The laboratory set-up presented above provides feedback for otosurgeons about their tracing ability and tremor canceling performance. Hence, this system is a useful device for surgical skill assessment and a simulator for microsurgical training. Simulation of surgical steps in middle ear surgery has the benefit of training technical skills and decreases the risk to patients [24]. Performing crucial surgical steps in an otologic model may shorten the learning curve of trainees [25,26]. Since patient safety is a high priority, trainees should practice in a simulator during surgical training [24,26,27]. Furthermore, this simulator using 3-D tool tip tracking can be used for otologic microinstrument evaluation.
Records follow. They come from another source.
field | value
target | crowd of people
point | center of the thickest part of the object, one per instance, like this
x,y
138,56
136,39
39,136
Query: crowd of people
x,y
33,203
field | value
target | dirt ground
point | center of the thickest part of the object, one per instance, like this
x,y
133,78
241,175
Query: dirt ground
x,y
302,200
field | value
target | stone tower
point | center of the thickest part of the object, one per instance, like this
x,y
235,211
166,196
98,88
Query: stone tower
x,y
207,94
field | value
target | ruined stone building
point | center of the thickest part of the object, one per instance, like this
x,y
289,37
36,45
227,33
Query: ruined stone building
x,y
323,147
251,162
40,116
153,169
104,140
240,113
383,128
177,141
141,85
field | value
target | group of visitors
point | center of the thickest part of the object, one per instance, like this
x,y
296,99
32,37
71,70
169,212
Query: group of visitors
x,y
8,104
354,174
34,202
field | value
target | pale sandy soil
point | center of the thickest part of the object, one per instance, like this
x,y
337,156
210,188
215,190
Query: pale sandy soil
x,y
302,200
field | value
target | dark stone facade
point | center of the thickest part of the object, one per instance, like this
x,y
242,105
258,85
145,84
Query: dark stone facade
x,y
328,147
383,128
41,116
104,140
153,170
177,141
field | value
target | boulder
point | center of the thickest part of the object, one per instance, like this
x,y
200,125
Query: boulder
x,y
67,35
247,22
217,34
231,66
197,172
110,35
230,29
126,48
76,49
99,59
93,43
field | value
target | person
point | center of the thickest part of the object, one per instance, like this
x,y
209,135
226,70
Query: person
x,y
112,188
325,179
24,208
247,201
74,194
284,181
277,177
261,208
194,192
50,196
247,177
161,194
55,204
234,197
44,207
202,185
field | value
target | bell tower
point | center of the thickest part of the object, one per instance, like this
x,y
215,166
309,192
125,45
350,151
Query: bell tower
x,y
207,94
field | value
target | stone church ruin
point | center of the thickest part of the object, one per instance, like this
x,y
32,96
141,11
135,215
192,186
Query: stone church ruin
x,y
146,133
The data collected may be useful to develop devices for robotic accuracy enhancement and positioning error compensation [28].

One of the commercially available temporal bone surgery simulators is the Voxel-Man ENT [29, 30, 31]. This system is based on virtual 3-D models derived from high-resolution CT data and is used for virtual temporal bone drilling. It has a force feedback device providing realistic haptic sensations and it is coupled to a virtual surgical navigation system for tracking instrument movements. Furthermore, the system allows trainees to upload their own work cases and provides automatic skill assessment with immediate feedback. However, besides drilling in temporal bone,otosurgery also integrates microsurgery of the ossicular chain and ear drum (tympanoplasty). In spite of the clear advantages of Voxel-Man ENT, the system is designed for simulating temporal bone dissection and not for simulating surgical manipulation with other instruments, i.e. forceps or pick used for tympanoplasty. The presented device with optical tracking enables the training of tympanoplasty techniques in the middle ear. As an alternative to cadaveric temporal bone specimens, a temporal bone model (for example, Phacon® Temporal Bone Patient [32]) can also be shaped and attached to this measuring system.
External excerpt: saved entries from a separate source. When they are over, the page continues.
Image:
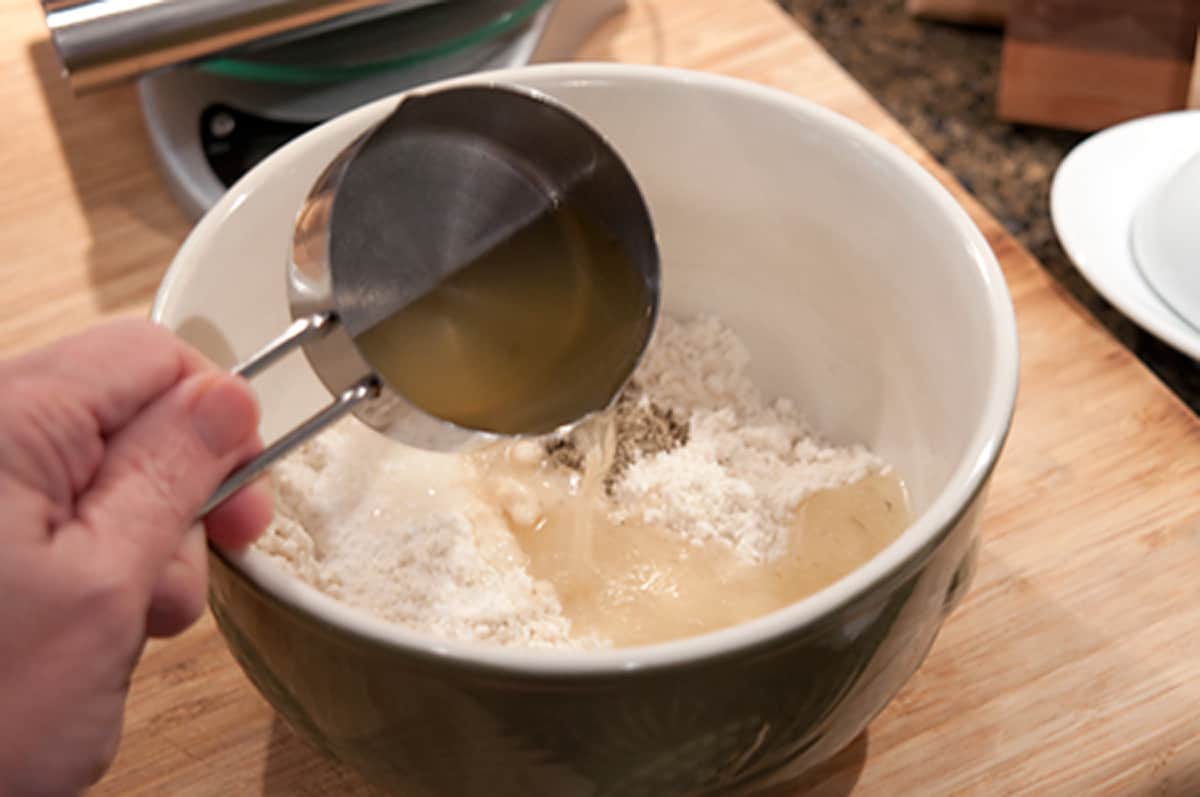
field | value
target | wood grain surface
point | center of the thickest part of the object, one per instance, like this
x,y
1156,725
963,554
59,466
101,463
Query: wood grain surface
x,y
1071,669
Nevertheless, the study has its methodological limitations as it only investigates the displacement of the surgeon’s otologic microinstrument and not the force of interaction between the instrument and target middle ear structures [22,33]. Measurement of positioning accuracy can only yield indirect data onthe forces and pressure exerted by the instrument tip. One can postulate that a decrease in tremor amplitude would reduce such forces and enable higher surgical precision. As a result, the risk of surgical damage, for example, incus luxation during prosthesis crimping or inadequate crimping, could be minimized. Consequently, further studies should aim to investigate the impact of the IS technique on transmitted forces during middle ear surgery.
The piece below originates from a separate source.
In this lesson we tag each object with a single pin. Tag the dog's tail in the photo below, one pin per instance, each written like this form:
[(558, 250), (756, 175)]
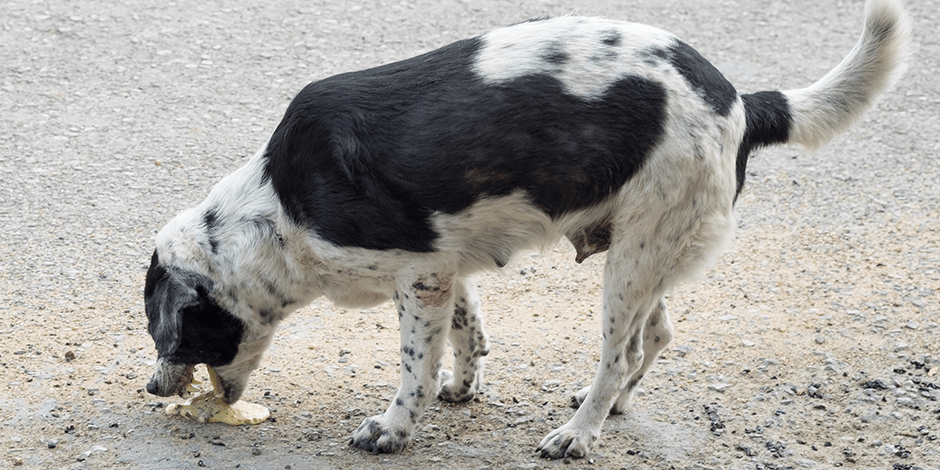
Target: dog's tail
[(815, 115)]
Finally, the authors are aware of the fact that surgeons’ tremor is a factor influencing more the speed and precision of the surgery but not necessarily the outcome of otologic procedures. Nevertheless, the possible advantage of the IS technique is that it generally gives ear surgeons a “steady hand”, especially in difficult surgical situations.

Conclusions

Simple tremor compensation techniques may offer trainees the potential to improve their positioning accuracy to the level of more experienced surgeons. Training in a temporal bone laboratory environment with optical tracking may help trainees acquire technical skills in middle ear surgery and potentially shorten the learning curve. Thus, simulated exercises of particular surgical steps should be integrated into surgical training.

Supporting Information

S1 File. Sample video of task 4.

One of the test persons performs task 4. Video demonstrates marker trajectories in infrared light. Right side of the screen: real position of instrument markers. Left side of the screen: marker trajectories seen in mirror placed at a 45° angle to the axis of the camera.

(DV)

Data Availability

Data are available at https://figshare.com/s/2d115f60ff4557d1cf66.

Funding Statement

The authors have no support or funding to report.